With Jerusalem looking to significantly upgrade its ties with Africa, this is the first time a government has come up with this type of program for the continent. Netanyahu’s visit will be the first trip by a sitting prime minister to Sub-Saharan Africa since 1987.
Netanyahu is scheduled to travel on Monday to Uganda, to take part in a ceremony at Entebbe marking 40 years to the Entebbe raid. From there he will travel to Kenya, Rwanda and Ethiopia.
Explaining the program, the Prime Minister’s Office issued a statement saying, “The African continent constitutes vast potential for Israel in very many areas. Many countries are seeking to open their gates to Israel and we will realize this desire for their benefit and for the benefit of the State of Israel.” Netanyahu will be joined by a delegation of some 50 businessmen. Today Africa represents only 2% of Israel’s export market, something the high-profile nature of this trip is aiming to rectify.
The plan to be approved by the government includes the following elements:
The establishment of designated funds, by Israel, for Africa at the World Bank while utilizing Israel’s comparative advantages;
Expanding the network of commercial attaches – Two attache offices will be opened in Africa in the first stage. The possibility of opening additional offices in the future will be considered.
The establishment of four MASHAV centers for excellence in Uganda, Ethiopia, Kenya and Rwanda. The centers will make Israel’s technological abilities known to business people and government officials in African countries and assist in increasing Israeli exports to these countries.
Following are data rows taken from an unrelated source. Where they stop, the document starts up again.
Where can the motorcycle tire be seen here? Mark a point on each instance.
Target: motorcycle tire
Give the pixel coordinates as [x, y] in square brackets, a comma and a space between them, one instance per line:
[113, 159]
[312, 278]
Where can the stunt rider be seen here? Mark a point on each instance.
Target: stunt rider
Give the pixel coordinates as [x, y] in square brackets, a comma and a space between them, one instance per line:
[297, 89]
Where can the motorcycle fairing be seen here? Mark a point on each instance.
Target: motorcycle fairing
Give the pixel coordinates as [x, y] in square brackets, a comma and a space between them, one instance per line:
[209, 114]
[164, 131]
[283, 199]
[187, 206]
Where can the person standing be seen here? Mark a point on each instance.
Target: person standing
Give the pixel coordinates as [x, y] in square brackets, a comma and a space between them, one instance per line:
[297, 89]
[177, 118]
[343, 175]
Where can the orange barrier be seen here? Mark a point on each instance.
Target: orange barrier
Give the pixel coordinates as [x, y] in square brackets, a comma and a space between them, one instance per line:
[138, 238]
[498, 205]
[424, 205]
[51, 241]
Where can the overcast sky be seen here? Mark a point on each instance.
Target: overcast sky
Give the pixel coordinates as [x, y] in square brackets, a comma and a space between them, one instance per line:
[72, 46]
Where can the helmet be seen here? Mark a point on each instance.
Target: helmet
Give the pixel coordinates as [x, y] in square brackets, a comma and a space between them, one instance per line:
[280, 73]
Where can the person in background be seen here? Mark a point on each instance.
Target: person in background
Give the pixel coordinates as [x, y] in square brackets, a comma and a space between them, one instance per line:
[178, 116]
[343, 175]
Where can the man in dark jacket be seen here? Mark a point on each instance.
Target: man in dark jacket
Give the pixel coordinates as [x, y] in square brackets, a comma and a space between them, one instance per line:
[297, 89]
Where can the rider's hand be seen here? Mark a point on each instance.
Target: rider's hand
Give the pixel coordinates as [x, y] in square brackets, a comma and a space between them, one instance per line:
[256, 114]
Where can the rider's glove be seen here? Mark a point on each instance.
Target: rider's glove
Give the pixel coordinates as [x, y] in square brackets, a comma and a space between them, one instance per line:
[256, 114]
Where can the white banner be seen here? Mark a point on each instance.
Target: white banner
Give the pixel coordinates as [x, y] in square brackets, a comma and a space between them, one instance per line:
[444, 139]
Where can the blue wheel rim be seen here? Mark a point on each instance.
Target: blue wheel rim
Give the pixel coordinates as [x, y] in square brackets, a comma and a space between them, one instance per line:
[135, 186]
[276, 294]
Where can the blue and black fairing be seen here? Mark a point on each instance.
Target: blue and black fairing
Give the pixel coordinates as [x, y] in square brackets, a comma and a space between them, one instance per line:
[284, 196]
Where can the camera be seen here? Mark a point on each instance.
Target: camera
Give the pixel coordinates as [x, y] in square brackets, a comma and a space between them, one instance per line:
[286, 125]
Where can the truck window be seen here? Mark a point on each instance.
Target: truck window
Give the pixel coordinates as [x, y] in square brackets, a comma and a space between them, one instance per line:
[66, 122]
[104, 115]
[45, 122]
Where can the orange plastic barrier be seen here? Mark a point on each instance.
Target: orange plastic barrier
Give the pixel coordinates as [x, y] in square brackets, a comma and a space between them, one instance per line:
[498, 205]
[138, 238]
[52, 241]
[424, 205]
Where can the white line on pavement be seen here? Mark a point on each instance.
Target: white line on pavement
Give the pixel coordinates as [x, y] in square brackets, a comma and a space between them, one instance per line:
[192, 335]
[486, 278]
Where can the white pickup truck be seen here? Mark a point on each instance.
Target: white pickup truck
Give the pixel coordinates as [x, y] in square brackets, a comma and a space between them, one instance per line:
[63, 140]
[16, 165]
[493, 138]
Advancing financial projects by establishing a mechanism to lower costs for Israeli companies doing business in Africa. * Establishing an agency within the Health Ministry as a platform for agreements between the Israeli health system and health systems in other countries, with an emphasis on Africa.
Providing grants by the Chief Scientist to support products that need research and development activity to adapt them (regarding technology, engineering and marketing) for African markets.